The first leg of the journey is actually the steepest section, and I remember when I first started during quarantine, that hill would feel terrible. Legs burning, chest pounding, vision blurry kind of terrible, and as crazy as it sounds I kind of miss that feeling when doing a climb.
I know was pushing my limits and eventually make it, of course now those limits have gone further (I'm doing my first century ride, 100 miles in a few weeks). Maybe this is the nostalgia that happens when you become proficient enough at a task, it was all so simpler back then
Thankful for lots of things this week, watching Tom Brady lose to the Rams yesterday is undoubtedly one of them.
We have a lot to learn from ancient humans, our ancestors had the same intelligence as we did, and yet most of us think of them as primitive because they lived long ago.
Part of me feels like our modern society has "lost" something special about our species as our advancements grew rapidly.
Physical spaces affect our mental patterns, anyone who cleans a cluttered room can experience this for themselves.

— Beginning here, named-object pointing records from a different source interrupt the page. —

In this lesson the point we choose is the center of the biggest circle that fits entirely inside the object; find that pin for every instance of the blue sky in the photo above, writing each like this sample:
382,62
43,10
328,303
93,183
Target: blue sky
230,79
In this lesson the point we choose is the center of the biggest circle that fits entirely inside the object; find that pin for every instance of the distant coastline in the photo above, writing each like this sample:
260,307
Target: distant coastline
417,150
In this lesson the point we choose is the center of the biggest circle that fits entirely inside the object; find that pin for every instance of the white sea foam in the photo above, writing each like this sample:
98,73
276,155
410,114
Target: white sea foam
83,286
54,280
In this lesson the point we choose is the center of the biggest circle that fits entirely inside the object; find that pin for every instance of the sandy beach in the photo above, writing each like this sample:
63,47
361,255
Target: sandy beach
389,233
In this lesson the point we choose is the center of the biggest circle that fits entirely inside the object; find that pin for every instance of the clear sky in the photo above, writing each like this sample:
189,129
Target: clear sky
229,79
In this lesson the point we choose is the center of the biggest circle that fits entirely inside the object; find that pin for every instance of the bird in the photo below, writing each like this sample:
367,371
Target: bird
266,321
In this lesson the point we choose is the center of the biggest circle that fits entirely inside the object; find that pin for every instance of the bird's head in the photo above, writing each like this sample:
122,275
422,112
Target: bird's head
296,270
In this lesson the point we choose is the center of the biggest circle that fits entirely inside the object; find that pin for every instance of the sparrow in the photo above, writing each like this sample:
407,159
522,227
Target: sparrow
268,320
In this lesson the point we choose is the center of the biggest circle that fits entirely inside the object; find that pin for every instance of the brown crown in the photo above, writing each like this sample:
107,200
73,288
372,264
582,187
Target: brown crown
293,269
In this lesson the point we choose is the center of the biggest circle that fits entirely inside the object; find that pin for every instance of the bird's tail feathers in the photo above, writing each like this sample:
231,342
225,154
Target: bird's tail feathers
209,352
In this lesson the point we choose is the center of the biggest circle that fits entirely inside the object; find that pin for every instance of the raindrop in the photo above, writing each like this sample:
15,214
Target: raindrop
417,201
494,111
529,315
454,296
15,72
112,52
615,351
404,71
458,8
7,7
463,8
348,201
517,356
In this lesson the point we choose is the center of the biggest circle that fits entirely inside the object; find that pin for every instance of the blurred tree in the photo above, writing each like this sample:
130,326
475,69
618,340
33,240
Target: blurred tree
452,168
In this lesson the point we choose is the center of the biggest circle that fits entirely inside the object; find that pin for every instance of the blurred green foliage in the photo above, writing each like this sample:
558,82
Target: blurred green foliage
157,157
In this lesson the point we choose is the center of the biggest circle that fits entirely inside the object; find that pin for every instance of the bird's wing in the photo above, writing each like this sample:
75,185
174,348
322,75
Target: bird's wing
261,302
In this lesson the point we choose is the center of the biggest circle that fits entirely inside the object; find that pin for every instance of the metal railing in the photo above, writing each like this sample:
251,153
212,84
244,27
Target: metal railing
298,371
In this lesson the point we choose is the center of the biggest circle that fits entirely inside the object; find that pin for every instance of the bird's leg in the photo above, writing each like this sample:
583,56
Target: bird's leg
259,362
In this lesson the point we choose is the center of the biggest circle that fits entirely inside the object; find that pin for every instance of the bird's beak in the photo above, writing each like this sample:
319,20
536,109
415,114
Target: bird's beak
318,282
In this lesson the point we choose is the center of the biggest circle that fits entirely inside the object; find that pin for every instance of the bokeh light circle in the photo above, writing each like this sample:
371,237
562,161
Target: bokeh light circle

The same effect can be observed between geographic regions, the way you act and feel changes in the micro/macro physical spaces.
With that being said, Los Angeles traffic is objectively deteriorating to the society's mental health.
I imagine that future humans will look back at offices/sedentary lifestyles as archaic relics and wonder why we chose to work this way.
One of the most rewarding feelings is depth, quite often I find myself surprised after taking a deeper look at a place, small animals in nature, or spending an extended period of time with someone I thought I had all figured out.
While cycling, I observed that expending large amounts of energy at the right time leads to less energy expended overall, this has implications for how one should live their lives.
Life is like a series of rolling spheres, the paths lead to collisions, fly-bys, groups, and take us in different directions.